People just cannot take criticism, however positive, however much-needed by that particular individual........And people cannot hear a different view from what they hold on their own.....Differing opinions are no longer respected............No one wants to feel challenged, lest they actually have to explain their opinions, beliefs, practices, choices........which more often than not, they don't know themselves, and hence the extreme discomfort and knee-jerk reaction.
Let's all be clones of one another, so that people can be comfortable and feel safe.

An expansive sense of entitlement by people.......

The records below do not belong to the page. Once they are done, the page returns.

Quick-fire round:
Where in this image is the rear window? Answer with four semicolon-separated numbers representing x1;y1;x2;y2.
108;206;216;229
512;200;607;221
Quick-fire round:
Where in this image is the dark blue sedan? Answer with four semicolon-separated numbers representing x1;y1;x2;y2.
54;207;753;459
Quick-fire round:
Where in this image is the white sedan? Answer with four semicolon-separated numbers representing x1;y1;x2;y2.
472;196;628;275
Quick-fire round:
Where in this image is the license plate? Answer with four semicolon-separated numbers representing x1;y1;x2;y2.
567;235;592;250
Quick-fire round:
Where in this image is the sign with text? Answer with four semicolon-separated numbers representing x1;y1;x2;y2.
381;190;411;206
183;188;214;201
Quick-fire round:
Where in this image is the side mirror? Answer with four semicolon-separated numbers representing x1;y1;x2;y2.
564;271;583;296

We live in an age of fast food, and fast results, so people just want want and want some more......without wanting to work for anything anymore......Results expected, with no input!
Somehow I think that defies the laws of all reasoning.....
But hey, just look around you, and listen to people as they speak......Expecting everything and everyone around them to be DOING something for them, sorting out their lives, fixing their problems........And oh Lord, let it not be the government again!.....And the particular individual wants this whole heavenly red carpet out for them without ever lifting a finger to do anything.....!
People have mastered the art of singing this Woe Unto Me anthem.......which is frankly just....disgusting....pathetic.
And a new generation of young people who have no clue about the How and Why of things has mushroomed....further confounding the situation.

For me, those 2 topics above generally summarizes the canopy that holds many the societal problems I see around. I can only postulate that they are stemmed from serious immaturity and a prevalent lack of self-esteem in the general population.
How to fix any of these problems, I truly do not have a clue. And I am yet to decide whether I even want to attempt to tackle them at any level.
But that was 2010 for me.
Not a bad year per se really.....but a year with many curve balls, which thankfully, I managed to navigate.
But I come away from it with a new sense and understanding of reality.